While the young (and not so young) often believe in a black-and-white world; and even those who accept other hues at times wish for simpler choices. However, compromise might be a necessary part of civilisation; thus it is more useful to judge a person not by whether they compromise, but by the compromises they make. Even if those compromises are a touch abstruse.
How many of you built the device you are reading this article on? Of those who didn’t, how many of you could build the device but didn’t this time? Given my understanding of my audience, I’d guess a significant minority. But of that minority, how many of you read “build” as assemble from pre-made parts? If the question was, given access to metals, hydrocarbons, and power, how many of you could build the device you are reading this article on, I suspect the minority answering yes would be tiny.
Now consider the same question about the clothes you are wearing, the home you live in, the vehicle you drive, and so forth. For each of them, some of you might have produced them from first principles and some of you could if you spent the time. However, I am almost certain there is no-one reading this article on a device they made from materials extracted and worked entirely with tools made by hand, while sitting in a house they built, wearing clothes they wove from sheep or flax they raised.

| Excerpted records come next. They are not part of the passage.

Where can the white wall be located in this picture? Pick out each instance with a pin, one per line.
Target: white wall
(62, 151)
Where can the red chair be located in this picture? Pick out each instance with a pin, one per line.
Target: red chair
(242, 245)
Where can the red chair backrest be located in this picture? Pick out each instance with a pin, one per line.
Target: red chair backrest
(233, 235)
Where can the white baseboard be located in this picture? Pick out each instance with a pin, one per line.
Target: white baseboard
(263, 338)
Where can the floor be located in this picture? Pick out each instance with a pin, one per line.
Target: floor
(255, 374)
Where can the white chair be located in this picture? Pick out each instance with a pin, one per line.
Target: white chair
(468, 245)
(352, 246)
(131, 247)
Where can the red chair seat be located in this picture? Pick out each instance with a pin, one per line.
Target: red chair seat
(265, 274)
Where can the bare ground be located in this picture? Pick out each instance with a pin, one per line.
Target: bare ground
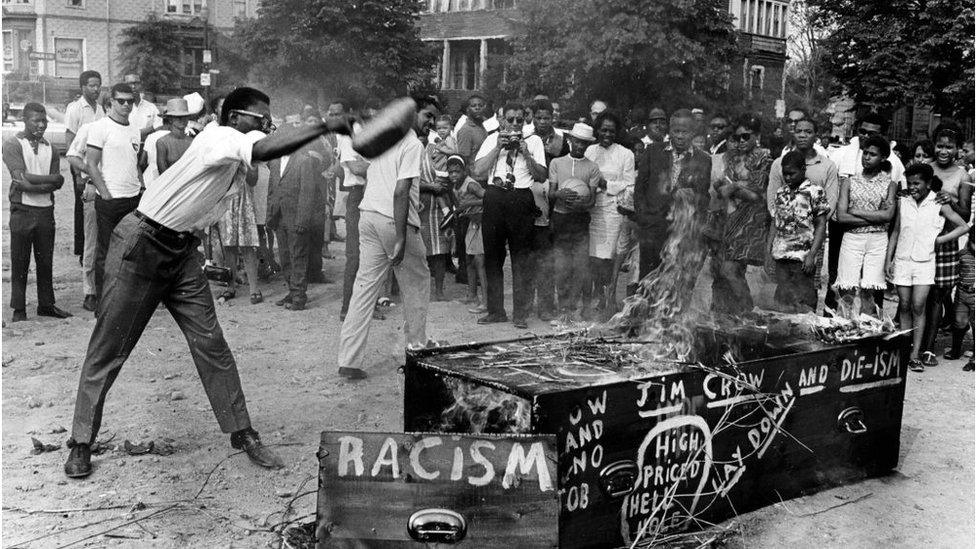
(207, 495)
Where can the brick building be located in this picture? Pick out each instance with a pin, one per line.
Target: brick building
(58, 39)
(471, 35)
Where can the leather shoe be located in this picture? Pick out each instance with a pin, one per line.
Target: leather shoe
(79, 460)
(492, 319)
(53, 312)
(249, 441)
(352, 373)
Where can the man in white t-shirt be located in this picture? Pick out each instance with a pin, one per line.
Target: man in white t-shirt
(509, 166)
(112, 156)
(389, 238)
(153, 258)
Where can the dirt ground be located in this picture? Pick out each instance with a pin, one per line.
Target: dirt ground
(205, 494)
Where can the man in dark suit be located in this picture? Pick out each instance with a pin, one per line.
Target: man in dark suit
(666, 170)
(296, 207)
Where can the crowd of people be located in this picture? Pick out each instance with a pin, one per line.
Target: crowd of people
(573, 205)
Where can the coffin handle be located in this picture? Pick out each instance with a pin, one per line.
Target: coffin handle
(852, 420)
(437, 526)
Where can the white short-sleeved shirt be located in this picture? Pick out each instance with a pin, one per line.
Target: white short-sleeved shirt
(402, 161)
(347, 154)
(80, 112)
(120, 154)
(194, 192)
(519, 168)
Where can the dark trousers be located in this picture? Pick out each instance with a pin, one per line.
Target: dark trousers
(836, 232)
(651, 239)
(508, 221)
(793, 286)
(294, 249)
(31, 229)
(79, 214)
(146, 265)
(571, 243)
(316, 243)
(353, 199)
(108, 213)
(460, 233)
(543, 271)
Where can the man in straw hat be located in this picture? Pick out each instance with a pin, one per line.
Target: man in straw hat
(153, 258)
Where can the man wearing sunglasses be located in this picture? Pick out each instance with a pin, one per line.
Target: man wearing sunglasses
(153, 258)
(112, 155)
(509, 165)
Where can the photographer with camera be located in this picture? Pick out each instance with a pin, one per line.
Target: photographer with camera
(509, 164)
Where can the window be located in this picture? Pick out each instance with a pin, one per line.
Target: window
(69, 57)
(184, 7)
(8, 51)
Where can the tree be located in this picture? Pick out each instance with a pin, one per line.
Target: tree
(153, 49)
(808, 82)
(671, 52)
(319, 48)
(891, 53)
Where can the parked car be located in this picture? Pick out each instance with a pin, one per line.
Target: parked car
(13, 124)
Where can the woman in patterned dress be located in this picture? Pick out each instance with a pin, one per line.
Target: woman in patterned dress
(866, 205)
(746, 227)
(239, 236)
(957, 191)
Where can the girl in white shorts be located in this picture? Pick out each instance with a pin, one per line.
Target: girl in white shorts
(865, 206)
(910, 262)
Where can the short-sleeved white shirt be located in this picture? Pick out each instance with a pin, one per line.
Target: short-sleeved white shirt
(120, 154)
(402, 161)
(194, 192)
(519, 168)
(80, 112)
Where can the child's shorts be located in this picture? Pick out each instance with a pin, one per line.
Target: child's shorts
(861, 261)
(914, 273)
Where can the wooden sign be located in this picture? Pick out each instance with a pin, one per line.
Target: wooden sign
(408, 490)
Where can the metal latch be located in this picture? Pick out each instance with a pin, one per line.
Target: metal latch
(437, 526)
(617, 479)
(852, 421)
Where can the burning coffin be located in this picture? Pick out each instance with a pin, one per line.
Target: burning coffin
(647, 448)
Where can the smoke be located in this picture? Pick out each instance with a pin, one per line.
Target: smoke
(658, 312)
(480, 409)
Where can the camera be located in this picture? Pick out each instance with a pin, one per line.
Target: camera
(512, 137)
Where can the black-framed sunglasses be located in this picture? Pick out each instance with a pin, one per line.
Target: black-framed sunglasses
(266, 124)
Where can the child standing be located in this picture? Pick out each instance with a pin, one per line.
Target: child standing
(964, 303)
(799, 225)
(910, 262)
(571, 217)
(469, 195)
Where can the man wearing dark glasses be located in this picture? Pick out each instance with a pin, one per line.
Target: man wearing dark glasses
(153, 258)
(509, 165)
(112, 155)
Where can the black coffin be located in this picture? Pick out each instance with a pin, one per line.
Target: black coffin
(667, 446)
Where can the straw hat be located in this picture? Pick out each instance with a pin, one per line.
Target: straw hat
(177, 107)
(582, 131)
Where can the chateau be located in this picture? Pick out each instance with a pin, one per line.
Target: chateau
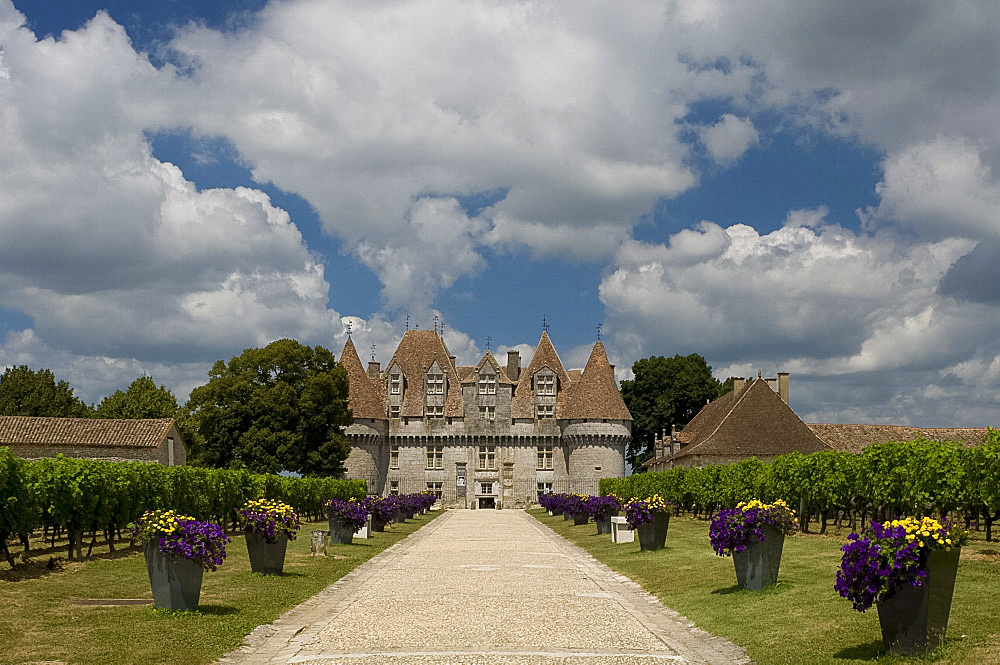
(488, 435)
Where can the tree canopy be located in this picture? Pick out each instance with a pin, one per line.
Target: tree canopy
(665, 392)
(142, 399)
(279, 408)
(25, 392)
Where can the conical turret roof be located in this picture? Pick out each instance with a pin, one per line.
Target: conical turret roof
(595, 395)
(363, 398)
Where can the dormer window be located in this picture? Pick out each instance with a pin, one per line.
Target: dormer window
(435, 384)
(487, 384)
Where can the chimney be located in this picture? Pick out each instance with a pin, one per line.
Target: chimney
(783, 386)
(513, 365)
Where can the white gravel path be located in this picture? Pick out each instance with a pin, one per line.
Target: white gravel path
(480, 587)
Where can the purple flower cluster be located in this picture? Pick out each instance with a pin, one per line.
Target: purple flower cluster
(602, 507)
(383, 508)
(574, 503)
(201, 542)
(349, 513)
(875, 566)
(735, 529)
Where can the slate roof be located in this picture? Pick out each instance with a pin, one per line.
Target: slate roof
(130, 433)
(522, 405)
(595, 394)
(363, 397)
(416, 353)
(854, 438)
(753, 423)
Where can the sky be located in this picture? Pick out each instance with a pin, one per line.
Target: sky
(797, 186)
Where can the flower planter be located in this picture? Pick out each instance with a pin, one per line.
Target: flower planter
(267, 558)
(757, 565)
(176, 583)
(915, 619)
(653, 534)
(341, 533)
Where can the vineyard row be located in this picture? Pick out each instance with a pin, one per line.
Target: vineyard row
(885, 480)
(79, 496)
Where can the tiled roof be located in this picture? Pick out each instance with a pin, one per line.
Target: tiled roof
(522, 406)
(595, 395)
(755, 422)
(488, 358)
(416, 353)
(854, 438)
(363, 398)
(138, 433)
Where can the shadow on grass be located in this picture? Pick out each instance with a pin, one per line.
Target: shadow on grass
(866, 651)
(218, 610)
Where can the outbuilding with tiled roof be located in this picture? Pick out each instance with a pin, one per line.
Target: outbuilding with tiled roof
(118, 440)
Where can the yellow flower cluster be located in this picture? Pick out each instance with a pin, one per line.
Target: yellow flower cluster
(281, 510)
(163, 522)
(925, 530)
(757, 503)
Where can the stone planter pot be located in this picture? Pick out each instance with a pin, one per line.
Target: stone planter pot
(603, 525)
(266, 558)
(757, 565)
(915, 619)
(176, 583)
(653, 534)
(341, 533)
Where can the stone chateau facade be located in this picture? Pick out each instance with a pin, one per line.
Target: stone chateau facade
(485, 436)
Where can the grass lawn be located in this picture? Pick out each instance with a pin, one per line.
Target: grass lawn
(801, 619)
(41, 620)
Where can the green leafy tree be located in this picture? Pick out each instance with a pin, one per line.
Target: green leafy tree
(25, 392)
(665, 392)
(142, 399)
(280, 408)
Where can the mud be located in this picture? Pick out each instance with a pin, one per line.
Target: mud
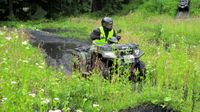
(148, 108)
(56, 49)
(57, 53)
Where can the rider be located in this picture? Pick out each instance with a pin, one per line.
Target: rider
(100, 35)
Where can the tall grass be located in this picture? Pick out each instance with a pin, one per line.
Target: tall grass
(172, 59)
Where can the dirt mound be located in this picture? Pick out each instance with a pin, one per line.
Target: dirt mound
(56, 49)
(148, 108)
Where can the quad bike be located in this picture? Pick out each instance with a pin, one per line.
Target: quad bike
(110, 58)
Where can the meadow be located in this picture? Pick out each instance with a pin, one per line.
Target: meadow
(172, 58)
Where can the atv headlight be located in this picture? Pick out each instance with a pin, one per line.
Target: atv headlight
(136, 52)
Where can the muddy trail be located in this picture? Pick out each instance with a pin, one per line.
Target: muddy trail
(57, 53)
(56, 49)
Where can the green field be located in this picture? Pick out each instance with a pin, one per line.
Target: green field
(172, 57)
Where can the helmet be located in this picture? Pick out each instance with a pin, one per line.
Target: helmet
(107, 22)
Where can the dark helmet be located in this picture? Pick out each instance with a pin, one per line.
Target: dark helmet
(107, 22)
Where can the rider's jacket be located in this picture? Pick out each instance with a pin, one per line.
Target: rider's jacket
(103, 39)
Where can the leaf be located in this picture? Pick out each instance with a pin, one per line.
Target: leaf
(167, 99)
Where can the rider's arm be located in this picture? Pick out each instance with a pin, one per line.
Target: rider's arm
(95, 34)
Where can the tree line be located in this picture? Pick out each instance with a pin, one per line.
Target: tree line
(33, 9)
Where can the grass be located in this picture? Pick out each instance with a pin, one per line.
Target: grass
(27, 84)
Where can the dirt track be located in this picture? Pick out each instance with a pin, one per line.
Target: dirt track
(56, 49)
(57, 53)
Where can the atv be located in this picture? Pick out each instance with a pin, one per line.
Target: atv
(111, 58)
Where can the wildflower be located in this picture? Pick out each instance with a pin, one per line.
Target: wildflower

We compromise repeatedly; and not only the large social things, such as restraining our own actions slightly in favour of everyone having a reasonable amount of freedom. Sometimes we choose not to learn how to build a computer from first principles in favour of learning something else instead. Sometimes we choose to buy a less healthy lunch in favour of having the time making a more healthy one would have taken. And those compromises between not doing everything ourself and having more time and energy to devote to other things are the same as many other people.
But sometimes the compromises we make are very personal. For example, I am strongly fond of nuances of typesetting and style. To the extent that, where others grudgingly use text speak on Twitter, I forego em- and en-dashes on social media so that needing typing more complex than a simple SHIFT+[key] might not slow my comments still further than my contemplative nature already does.
What tiny compromises do you make? Do others consider them a charming whimsy, or a desperate oddity?